I’ve reach the point in my teaching career when some of my first students are now becoming young adults. As such, many of them are now becoming people who I am proud to call my friends.
I play golf and basketball with former students. I discuss writing and books with them. They attend my readings and signings. I pay them to babysit my daughter.

Just last week I engaged in a challenging, intellectual and reflective conversation with a former student about religion and parenting.

Last year, when my fifth graders performed Julius Caesar for the first time in ten years, five of the students from my first class, former second graders who were now seniors in high school, surprised me by attending our opening night performance and telling stories of the time when they had filled the rolls of Caesar, Brutus and Antony for me.

They remembered far more about that first year of teaching than I could ever hope to recall.
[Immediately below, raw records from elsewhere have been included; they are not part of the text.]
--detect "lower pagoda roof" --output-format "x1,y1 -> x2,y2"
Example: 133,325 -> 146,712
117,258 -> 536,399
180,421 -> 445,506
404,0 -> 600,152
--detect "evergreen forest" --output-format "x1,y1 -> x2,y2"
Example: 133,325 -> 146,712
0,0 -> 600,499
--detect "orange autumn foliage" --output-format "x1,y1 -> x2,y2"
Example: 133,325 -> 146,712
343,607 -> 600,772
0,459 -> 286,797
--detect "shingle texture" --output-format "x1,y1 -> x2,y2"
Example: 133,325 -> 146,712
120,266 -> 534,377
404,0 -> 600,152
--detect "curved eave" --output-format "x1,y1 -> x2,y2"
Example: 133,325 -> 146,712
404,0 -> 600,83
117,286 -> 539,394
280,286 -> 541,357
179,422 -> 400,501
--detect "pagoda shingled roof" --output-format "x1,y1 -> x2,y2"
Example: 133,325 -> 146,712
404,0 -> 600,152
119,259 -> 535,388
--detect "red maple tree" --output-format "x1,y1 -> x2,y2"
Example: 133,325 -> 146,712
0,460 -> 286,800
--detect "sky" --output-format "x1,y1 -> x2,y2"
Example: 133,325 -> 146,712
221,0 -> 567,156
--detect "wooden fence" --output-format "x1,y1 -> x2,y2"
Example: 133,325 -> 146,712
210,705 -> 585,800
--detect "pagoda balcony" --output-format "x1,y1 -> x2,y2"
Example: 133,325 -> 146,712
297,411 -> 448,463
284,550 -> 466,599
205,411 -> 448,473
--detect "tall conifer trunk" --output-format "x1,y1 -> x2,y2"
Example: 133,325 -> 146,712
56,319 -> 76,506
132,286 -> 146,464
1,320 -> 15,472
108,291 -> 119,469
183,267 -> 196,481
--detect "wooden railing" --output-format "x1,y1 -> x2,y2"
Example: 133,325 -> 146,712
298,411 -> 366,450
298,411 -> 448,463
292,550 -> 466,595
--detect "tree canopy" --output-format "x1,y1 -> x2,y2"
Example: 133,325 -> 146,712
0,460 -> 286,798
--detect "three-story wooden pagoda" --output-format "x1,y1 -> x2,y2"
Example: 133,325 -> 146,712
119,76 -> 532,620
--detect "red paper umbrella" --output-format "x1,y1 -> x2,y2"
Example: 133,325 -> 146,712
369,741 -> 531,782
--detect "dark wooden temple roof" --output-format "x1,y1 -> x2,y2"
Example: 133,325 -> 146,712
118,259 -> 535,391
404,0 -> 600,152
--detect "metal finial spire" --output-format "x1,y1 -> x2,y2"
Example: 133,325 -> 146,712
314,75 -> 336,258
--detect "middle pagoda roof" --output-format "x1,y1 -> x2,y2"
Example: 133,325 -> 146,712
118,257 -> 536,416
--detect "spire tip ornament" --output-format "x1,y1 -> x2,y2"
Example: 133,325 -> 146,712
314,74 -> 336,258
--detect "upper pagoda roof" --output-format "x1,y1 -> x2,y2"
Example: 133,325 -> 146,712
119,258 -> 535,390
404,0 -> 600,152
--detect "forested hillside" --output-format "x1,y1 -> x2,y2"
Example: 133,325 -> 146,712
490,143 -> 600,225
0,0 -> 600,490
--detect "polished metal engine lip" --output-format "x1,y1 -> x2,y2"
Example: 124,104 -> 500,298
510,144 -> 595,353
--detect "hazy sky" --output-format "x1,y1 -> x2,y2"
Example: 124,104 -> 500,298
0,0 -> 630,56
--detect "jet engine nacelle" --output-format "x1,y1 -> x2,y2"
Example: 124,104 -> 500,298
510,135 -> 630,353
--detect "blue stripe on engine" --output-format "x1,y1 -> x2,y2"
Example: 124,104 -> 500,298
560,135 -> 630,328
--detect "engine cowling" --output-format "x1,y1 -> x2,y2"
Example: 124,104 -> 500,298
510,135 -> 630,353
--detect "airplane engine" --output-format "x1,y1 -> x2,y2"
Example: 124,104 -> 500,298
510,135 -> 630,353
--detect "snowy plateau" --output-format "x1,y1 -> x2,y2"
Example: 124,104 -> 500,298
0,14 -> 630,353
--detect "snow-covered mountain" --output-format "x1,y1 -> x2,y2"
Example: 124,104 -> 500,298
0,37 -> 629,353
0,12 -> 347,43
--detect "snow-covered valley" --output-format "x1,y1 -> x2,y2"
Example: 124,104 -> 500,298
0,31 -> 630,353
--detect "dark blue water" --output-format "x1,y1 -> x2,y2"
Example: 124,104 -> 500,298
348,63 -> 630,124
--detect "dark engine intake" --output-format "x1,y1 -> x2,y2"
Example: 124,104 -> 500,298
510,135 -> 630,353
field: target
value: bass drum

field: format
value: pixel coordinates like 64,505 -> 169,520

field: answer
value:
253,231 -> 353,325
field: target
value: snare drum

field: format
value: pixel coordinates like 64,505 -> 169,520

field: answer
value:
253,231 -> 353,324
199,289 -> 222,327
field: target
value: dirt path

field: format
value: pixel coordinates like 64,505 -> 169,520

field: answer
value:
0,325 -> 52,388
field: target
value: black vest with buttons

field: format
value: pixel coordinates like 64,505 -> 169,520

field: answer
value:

Some of my students leave elementary school and are never seen or heard from again, but the majority of them eventually return, seeking advice, sharing stories, searching for support, hoping for a quick game of hoops and ultimately growing up and becoming my friends.

It’s an extraordinary and unexpected blessing that I deeply cherish.

And these students-turned-friends often remind me of some of my more amusing teaching moments that I have long-since forgotten.

A former student-turned babysitter recently reminded me of a time when she was in my third grade class. She had asked to read a poem that she loved to the class, and though I had agreed to her request, I forgot about it all day until it was too late. Feeling awful for failing to validate her enthusiasm over poetry, I promised to remember to read the poem the very next morning.

The following day I found the poetry book on my desk with a note inside that read:

Read this to the class, Mr. Evil, or else.

Below the message was a hand-drawn picture of a bee with venom dripping from its stinger and a speech bubble emanating from its mouth that read:

I know your weakness. Ha! Ha! Ha!

I’m allergic to bees.

These are the kinds of moments that I never want to forget.

But the most amusing note that I ever received from a student was found affixed to my shirt at the end of the school day. It read:

For Sale

One very used teacher
Needs a lot work
Has plenty of ego
Must have a stern owner
Not nice!
$1 or best offer

This makes a Kick Me! sign look like a joke.